Last week, in a quiet suburb near San Diego, some moronic cretins thought it would be fun to paint a swastika on the home of a Jewish family. On the first night of Chanukah the family decorated the front of their house with a Star of David and dancing dreidels. Their joy was short-lived, the desecration coming within hours.
Wasn’t it enough that, over seven decades ago, this country and its allies defeated the Nazis, who had murdered in excess of ten million people? Have we not learned anything since that time? Why is this still an issue?
In my award-winning novel, Freedom’s Hand, a neo-Nazi band of white supremacists erects a concentration camp on American soil—fifty years after the liberation of the camps in Europe. It is a cautionary story that I hope will never come true. In the Prologue, which takes place in 1943, one of my characters, teenager Nathan Adler, has arrived at Auschwitz in a cattle car, along with his mother and kid sister. While the following scene from the Prologue is fiction, it is a fairly accurate depiction of many real scenes that took place during the Holocaust.
Journey’s end. Most were already rising to their feet and rummaging for belongings on the floor of the car. Nathan gently shook Mama and Miriam as the doors were flung open.
“Heraus! Alles heraus! Los!”
“Schnell, Judische schwein! Mach schnell!”

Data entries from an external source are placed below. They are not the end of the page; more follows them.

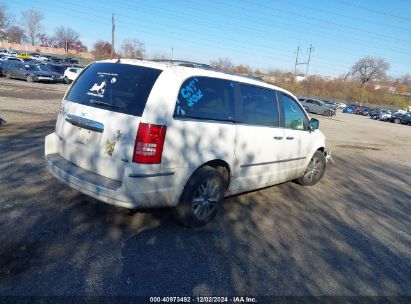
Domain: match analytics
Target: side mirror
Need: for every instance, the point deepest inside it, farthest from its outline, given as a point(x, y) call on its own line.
point(314, 124)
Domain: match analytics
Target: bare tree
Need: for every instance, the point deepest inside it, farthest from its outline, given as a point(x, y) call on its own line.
point(5, 20)
point(102, 50)
point(15, 34)
point(32, 23)
point(66, 37)
point(369, 68)
point(223, 64)
point(133, 48)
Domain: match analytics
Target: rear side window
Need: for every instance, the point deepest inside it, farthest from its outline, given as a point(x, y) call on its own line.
point(259, 106)
point(294, 117)
point(116, 87)
point(206, 98)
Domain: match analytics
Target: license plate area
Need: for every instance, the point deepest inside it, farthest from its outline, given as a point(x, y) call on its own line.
point(83, 136)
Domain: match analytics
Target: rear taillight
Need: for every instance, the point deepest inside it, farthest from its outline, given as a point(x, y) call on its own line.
point(148, 148)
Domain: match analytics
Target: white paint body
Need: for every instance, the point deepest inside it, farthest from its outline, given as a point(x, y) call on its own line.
point(189, 144)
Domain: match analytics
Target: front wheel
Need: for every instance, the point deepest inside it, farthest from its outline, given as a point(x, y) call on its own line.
point(201, 198)
point(315, 170)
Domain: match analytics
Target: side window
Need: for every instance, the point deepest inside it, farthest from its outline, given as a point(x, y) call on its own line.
point(206, 98)
point(294, 117)
point(259, 106)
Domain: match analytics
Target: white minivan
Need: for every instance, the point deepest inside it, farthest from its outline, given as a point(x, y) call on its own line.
point(144, 134)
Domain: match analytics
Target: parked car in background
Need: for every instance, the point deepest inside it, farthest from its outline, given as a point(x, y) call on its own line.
point(11, 58)
point(406, 119)
point(348, 109)
point(71, 74)
point(364, 111)
point(29, 72)
point(70, 60)
point(396, 117)
point(137, 134)
point(331, 104)
point(38, 57)
point(56, 68)
point(317, 107)
point(23, 56)
point(385, 115)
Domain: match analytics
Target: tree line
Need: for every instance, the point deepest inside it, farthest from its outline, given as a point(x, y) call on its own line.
point(28, 28)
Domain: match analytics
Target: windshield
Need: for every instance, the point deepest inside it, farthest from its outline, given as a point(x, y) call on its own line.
point(32, 67)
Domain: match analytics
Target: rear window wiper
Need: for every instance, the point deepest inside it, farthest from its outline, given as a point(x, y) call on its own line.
point(102, 103)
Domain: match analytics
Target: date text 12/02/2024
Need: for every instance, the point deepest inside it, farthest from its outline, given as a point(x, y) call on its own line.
point(200, 299)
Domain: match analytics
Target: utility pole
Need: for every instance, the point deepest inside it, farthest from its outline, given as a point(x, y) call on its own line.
point(311, 49)
point(113, 28)
point(296, 61)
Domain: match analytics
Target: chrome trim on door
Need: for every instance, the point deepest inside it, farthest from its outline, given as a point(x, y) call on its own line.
point(85, 123)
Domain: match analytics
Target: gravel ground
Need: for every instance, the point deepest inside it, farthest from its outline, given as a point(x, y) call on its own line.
point(348, 235)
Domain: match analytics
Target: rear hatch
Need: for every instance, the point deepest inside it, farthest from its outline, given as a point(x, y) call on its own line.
point(99, 118)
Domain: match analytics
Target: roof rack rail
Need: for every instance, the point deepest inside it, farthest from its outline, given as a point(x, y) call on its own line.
point(185, 63)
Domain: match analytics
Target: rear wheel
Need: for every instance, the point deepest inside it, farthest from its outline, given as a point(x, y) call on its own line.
point(315, 170)
point(201, 198)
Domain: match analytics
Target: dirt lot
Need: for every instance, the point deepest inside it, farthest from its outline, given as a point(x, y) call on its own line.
point(348, 235)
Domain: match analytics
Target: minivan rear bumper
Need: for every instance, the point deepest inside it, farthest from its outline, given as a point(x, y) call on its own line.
point(146, 191)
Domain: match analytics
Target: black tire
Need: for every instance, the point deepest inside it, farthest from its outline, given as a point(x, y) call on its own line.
point(201, 199)
point(315, 170)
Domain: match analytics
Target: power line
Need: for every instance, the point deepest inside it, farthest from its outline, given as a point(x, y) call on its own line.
point(239, 43)
point(371, 44)
point(373, 10)
point(333, 23)
point(316, 9)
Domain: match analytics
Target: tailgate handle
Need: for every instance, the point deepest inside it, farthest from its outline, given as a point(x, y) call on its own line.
point(85, 123)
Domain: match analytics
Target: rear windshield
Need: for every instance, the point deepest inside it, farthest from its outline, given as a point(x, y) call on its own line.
point(116, 87)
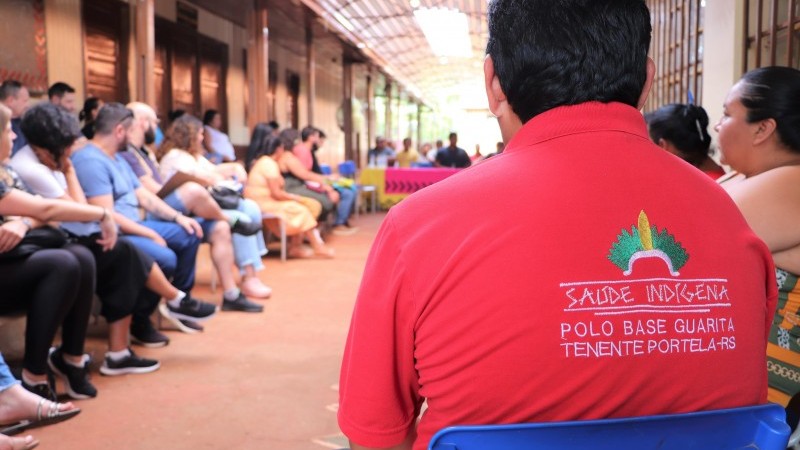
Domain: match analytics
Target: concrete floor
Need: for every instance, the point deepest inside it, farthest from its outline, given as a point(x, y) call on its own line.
point(250, 381)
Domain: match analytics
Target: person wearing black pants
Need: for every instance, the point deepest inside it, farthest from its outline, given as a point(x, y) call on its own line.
point(55, 287)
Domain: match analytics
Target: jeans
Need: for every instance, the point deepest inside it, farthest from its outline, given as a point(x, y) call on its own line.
point(247, 250)
point(347, 197)
point(177, 261)
point(6, 379)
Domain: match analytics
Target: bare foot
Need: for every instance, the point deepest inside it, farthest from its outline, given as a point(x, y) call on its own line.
point(17, 403)
point(23, 443)
point(253, 287)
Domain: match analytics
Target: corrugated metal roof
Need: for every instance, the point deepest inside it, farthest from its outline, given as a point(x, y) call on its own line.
point(390, 32)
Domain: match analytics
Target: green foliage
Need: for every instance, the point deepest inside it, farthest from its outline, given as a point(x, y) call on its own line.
point(627, 244)
point(667, 244)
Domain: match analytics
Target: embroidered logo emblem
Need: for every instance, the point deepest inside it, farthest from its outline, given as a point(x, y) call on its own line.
point(645, 241)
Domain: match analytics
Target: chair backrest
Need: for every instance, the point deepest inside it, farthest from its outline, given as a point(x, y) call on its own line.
point(760, 427)
point(347, 168)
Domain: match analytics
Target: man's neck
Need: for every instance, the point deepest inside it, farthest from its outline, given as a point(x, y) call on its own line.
point(105, 145)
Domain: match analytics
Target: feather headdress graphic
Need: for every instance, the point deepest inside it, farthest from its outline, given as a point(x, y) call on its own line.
point(645, 241)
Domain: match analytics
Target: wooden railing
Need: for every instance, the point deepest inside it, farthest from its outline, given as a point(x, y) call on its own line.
point(677, 49)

The words pierced like the bite of a rabid dog. Soldiers dragged people from the car. Mama and Miriam, now rigidly awake, stood with Nathan, who held tightly to an old suitcase they had managed to fill. Waiting reluctantly, they watched as a dozen men clambered into the car: emaciated things with dark, sunken eyes, dressed in poorly-fitting clothes resembling striped pajamas. Wooden shoes drummed on the floorboards as, under the relentless urging of German overseers, they shoved the confused passengers toward the opening. The Adlers were caught in a wave that carried them to the edge.
“Heraus! Schnell!” The words pummeled the senses. Nathan leaped to the platform. Putting down the suitcase, he turned to assist his mother and sister. When they again stood together, the suitcase—all that had been left of their world—was gone.
Amid the frenetic activity surrounding him, Nathan noticed the station sign over the platform: AUSCHWITZ.
The Adlers were thrust into a ragged column. Up and down the platform, those who had already stood before their captors were being formed into longer, more orderly lines. One consisted of men; a second—smaller—of young women; the third and largest of the elderly, those in poor health…and children. Nathan’s earlier uneasiness now strangled him.
Bright lights from a nearby arbeitslager lit the road that many followed toward manned watchtowers and high fences strung with barbed wire. The Adlers were confronted by a tall, smiling officer in SS gray. All along he had seemed less cruel than the others. He studied the tall, athletic Nathan carefully, often nodding.
“Kraftig,” he said in approval. “Gut, gut.”
Hanna Adler stood stiffly as the officer faced her. Removing a glove, he touched her cheek. The hell of recent days could not diminish her comeliness. He was smiling when he lifted her long, tattered dress, but the smile faded when he saw her left leg, deformed from birth. He tapped the metal brace that had long encased it with his walking stick then turned away disgustedly.
Until then, Nathan had refused to believe that what was happening to others could happen to them. Ignoring the tiny Miriam, who clung to her mother’s dress, the officer motioned for two soldiers. One grabbed Hanna’s arm, hurting her, and dragged her toward the long column of those with no future.
“Mama!” Nathan cried. “No, don’t take her—!”
He had gone only a step when other soldiers grabbed him. At first struggling, he was quickly subdued by a blow from the handle of the officer’s stick on the side of the head. Buckling, he couldn’t focus on Mama or Miriam, now at the end of the column and under the cold eye of a scowling SS woman.
“Miriam!” Hanna screamed. “Nathan, please!”
The girl, torn loose, had fallen. “Mama! Mama!” she sobbed.
“Sei still, Judische hund!” the woman snapped.
Hanna Adler was pulled from the column and forced to her knees. With barbaric cruelty the woman drove a heavy boot into her stomach. Gasping, she doubled over.
Miriam began to crawl, then rose to her feet. Blinded by tears she staggered aimlessly, her arms held out. The soldiers were amused.
“Nathan?” the child cried. “Nathan!”
“Miriam?” Nathan could see her now; Mama, too. “In the name of God—!”
Snarling German shepherd dogs, straining against their leashes, had kept the prisoners moving. As Miriam wandered too near some of them, one creature pulled free. The handler made no attempt to retrieve the dog. Its weight crushed the child before its jaws found her throat. Blood spattered the gray dust as it shook the limp body like a rag doll.
More blows fell on Nathan. They would not think of destroying him; a sturdy prisoner was valuable in an arbeitslager. Unable to will away the darkness, he did not see as two others from their train, under stinging orders, lifted Mama and rejoined the column on its march to oblivion.